Vous doutez encore de l’emprise de la Chine sur l’Afrique ? C’est pourtant chose faite. Après avoir amélioré ou construit des ports sur l’Est du continent, et via Le Cap jusqu’en Namibie et en Angola, la Chine a aussi construit des routes, des ponts, des voies de chemins de fer, majoritairement avec ses propres ressortissants. Elle termine maintenant son étau par le port de Djibouti. Il devrait accueillir d’ici fin 2017, 10 000 militaires chinois. Officiellement pour ravitailler en nourriture et carburant leurs escortes navales dans le Golfe d’Aden et dans les eaux somaliennes (voir http://chinafrique.info). Evidemment cela doit aussi permettre à ses sous-marins nucléaires de se rendre maître de toute la région Est de l’Afrique. La France, les Etats-Unis et le Japon disposent déjà de bases militaires à Djibouti. La France paie 30 millions d’euros chaque année pour sa garnison de 2700 hommes, le Japon et les Etats-Unis chacun 30 millions de dollars pour leurs bases… La base américaine de Djibouti (4000 hommes) a même dû déménager d’Obock sur son autre base de Camp Lemonnier pour faire de la place aux Chinois qui ne paient rien, mais construisent toutes les infrastructures nécessaires pour relier Djibouti au reste de l’Afrique, et surtout pour son commerce avec l’Ethiopie (minerais). Le président de cette Cité-Etat, Ismaïl Omar Guelleh veut transformer son petit pays en un Singapour de la Corne de l’Afrique.
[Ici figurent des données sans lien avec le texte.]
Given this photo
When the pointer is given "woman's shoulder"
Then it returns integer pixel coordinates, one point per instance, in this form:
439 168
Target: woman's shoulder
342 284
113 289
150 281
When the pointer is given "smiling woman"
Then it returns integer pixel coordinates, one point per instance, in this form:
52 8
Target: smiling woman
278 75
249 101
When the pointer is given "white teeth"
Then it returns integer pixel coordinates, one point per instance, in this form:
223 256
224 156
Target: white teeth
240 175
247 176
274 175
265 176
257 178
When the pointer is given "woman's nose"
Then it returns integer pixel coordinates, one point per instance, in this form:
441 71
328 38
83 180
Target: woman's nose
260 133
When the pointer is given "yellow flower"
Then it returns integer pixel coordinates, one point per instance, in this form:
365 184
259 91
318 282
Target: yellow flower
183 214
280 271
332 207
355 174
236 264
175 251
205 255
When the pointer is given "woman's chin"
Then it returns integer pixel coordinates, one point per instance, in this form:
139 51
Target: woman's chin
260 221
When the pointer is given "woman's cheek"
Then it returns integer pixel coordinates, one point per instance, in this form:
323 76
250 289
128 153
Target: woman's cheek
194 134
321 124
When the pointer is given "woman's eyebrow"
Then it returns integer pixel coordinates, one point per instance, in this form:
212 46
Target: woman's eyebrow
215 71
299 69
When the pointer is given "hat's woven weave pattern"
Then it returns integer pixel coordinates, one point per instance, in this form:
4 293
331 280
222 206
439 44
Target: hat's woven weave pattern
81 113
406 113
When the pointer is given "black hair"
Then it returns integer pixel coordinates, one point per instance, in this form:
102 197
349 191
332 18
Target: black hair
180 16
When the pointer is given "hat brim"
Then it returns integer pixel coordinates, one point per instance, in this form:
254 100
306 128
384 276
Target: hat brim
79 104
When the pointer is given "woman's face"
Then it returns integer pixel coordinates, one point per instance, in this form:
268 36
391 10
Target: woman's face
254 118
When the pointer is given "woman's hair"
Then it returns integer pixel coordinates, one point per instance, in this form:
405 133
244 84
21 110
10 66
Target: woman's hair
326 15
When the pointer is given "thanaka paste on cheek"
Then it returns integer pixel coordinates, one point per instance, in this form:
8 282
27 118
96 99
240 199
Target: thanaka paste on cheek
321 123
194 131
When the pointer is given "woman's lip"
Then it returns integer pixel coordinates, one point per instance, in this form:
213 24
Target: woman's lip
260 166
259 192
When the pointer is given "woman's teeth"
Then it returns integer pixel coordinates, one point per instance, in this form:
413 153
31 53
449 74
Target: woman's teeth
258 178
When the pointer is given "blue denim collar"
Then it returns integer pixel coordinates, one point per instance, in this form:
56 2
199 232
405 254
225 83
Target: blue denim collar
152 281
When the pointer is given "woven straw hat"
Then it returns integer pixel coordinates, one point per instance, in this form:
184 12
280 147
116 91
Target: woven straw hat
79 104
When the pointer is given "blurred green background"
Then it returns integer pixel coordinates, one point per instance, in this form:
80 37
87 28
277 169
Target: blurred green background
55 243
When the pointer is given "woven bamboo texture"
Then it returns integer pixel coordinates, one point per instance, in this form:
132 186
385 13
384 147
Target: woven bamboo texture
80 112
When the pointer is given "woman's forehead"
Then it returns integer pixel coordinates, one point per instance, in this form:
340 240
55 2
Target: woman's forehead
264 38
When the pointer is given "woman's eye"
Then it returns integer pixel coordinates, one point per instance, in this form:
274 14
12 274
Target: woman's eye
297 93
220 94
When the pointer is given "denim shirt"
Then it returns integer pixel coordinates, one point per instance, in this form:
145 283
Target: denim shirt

Alliance stratégique chinoise

La Chine poursuit ainsi sa stratégie maritime déjà bien avancée dans la Mer de Chine et ses environs lointains, irritant notamment les Japonais, les Coréens du Sud et les Philippins, de même que les Indiens, forçant l’Inde, inquiète, à augmenter son budget militaire pour acquérir aussi des sous-marins comme si elle n’avait rien de mieux à faire. C’est dans une ancienne zone franche de 48 km2 que la construction d’une plateforme de transbordement pour le commerce Chine-Afrique a commencé. Selon le Monde (25.1.2016), plusieurs accords économiques et militaires ont été signés. Un des accords porte sur la mise en œuvre d’un cadre légal permettant un afflux rapide de banques chinoises à Djibouti et prévoit la création d’une Chambre de compensation qui permettra de ne pas perdre des devises dans les échanges avec la Chine. Ceci sans passer par le dollar américain. Pékin et Djibouti sont en train de sceller une alliance stratégique majeure qui fera de ce petit Etat une étape obligée de la Chine dans sa fameuse “route de la soie” reliant la Chine à l’Afrique en passant par le Golfe arabique. Un projet estimé à 48 milliards de dollars par la presse officielle chinoise. Pour les Emirats arabes et surtout les Etats-Unis, l’arrivée des Chinois dans cette région complique la donne et provoque une recomposition des alliances diplomatiques autour de la Mer rouge. Les Occidentaux redoutent de voir Djibouti tomber dans l’orbite de Pékin et de perdre ainsi un pays-clé au carrefour des grandes routes maritimes.

Dépendance croissante de l’Afrique

Si le nouveau président de l’Union Africaine Idriss Déby a récemment déclaré que le continent africain devrait être moins dépendant de l’extérieur, il ne semble pas en suivre le chemin. Le vide laissé par les anciennes puissances coloniales a vite été rempli par la Chine qui avait aidé des mouvements de libération. Elle achève ainsi sa toile d’araignée économique, politique, financière (monnaie chinoise), militaire et même religieuse (Confucius est enseigné dans plusieurs universités) sur tout le continent. Les droits de l’homme ne sont pas prioritaires selon Xi Jinping. Une recolonisation spectaculaire en un temps record ! La Chine s’assure ainsi l’approvisionnement de toutes les ressources minérales dont elle a besoin pour son propre développement, y compris des céréales pour sa population et de l’ivoire pour ses riches. L’Afrique est en train de perdre sa liberté.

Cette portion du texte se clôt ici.